Thermoplastic large diameter pipe, principally polyethylene and polybutylene, are increasingly useful in the mining industry. It is used in the mining of coal, copper, molybdenum, phosphate and uranium for slurry, leaching, acid and caustic piping as well as fire, process and portable water lines. The new thermoplastic pipe, especially polyethylene and polybutylene, offer our country a light-weight and economical piping system for mining/energy production, but the thermoplastic pipe lengths are difficult to connect by the conventional butt fusion, or fragile makeshift coupling systems.
The lack of a reliably efficient fitting or coupling which may be readily connected and disconnected has hindered the use of plastic piping in the mining industry. For example, coal mining requires a mobile or portable piping system that allows a miner to take lengths of pipe underground where they are joined or coupled together. Butt fusion or thermal welding of thermoplastic pipe lengths provides a reliably effective coupling. However, lengths of pipe joined by butt fusion cannot be readily disconnected and the butt fusion process cannot be used in an underground mine because of the danger of accidentally igniting the coal dust or methane gas commonly found in mine shafts.
Polyethylene pipe provided with a convenient and reliable fitting for releasably coupling lengths together would make an ideal portable pipe line for an underground coal mine because it possesses the best properties available today with respect to resistance to corrosion, abrasion and impact and its low coefficient of friction. It is light-weight and easy to handle and is sufficiently flexible to be easily bent around corners. There is no scale build-up in plastic pipes such as occurs in steel piping with consequent spray nozzle plugging.
Today's modern mine will advance or grow several hundred feet each week, and as one section is worked out the pipe is moved to another location. A quick mechanical coupling is essential to efficient operation.

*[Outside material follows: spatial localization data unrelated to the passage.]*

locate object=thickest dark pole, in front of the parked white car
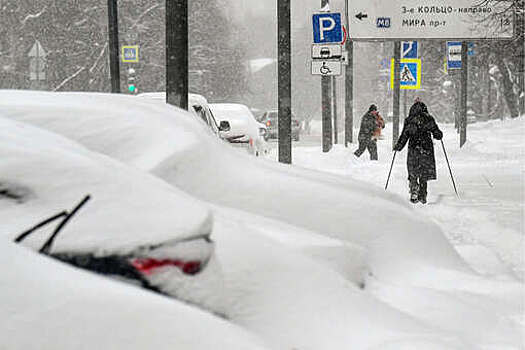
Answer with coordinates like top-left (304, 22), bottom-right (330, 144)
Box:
top-left (166, 0), bottom-right (188, 110)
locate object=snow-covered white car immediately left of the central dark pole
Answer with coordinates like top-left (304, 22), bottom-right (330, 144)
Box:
top-left (210, 103), bottom-right (268, 156)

The energy requirements for manufacturing polyethylene pipe are only about one-third the energy requirements for making steel or aluminum piping. The increased use of thermoplastic piping to be made possible by the fitting of the present invention will be an energy saver as well as an energy producer.
At least one attempt has been made to use mechanical couplings for joining lengths of plastic pipe. Plastic Pipe Lines Division of M. L. Sheldon Plastics Corporation, 350 Lexington Avenue, New York, New York 10016 has provided special polyethylene adapters on lengths of high density polyethylene pipe, the polyethylene adapters being of the same polymer as the pipe and not having increased mechanical strength properties of the polymer at the connecting portion, but being circumferentially flanged to receive metallic couplings which releasably join lengths of the high density polyethylene pipe together. The polyethylene adapters are not grooved as are conventional metal pipe lengths, but the special abutting flanges on adjoining pipe lengths conform with a metallic coupling such as made by Victaulic Company of America, 3100 Hamilton Boulevard, South Plainfield, New Jersey 07080. This metallic coupling is in two sections and each section is wide enough to fit over the abutting flanges on adjoining pipe lengths. After both sections of the Victaulic coupling have been assembled on the flanges, the two sections are joined by tightening two bolts, one on each side of the pipe. These connections have proven generally satisfactory in low pressure lines such as gravity service provided in decant lines, but the Sheldon connection is not understood to be effective in coupling lengths of plastic pipe subjected to the high pressures sometimes required in pipe lines.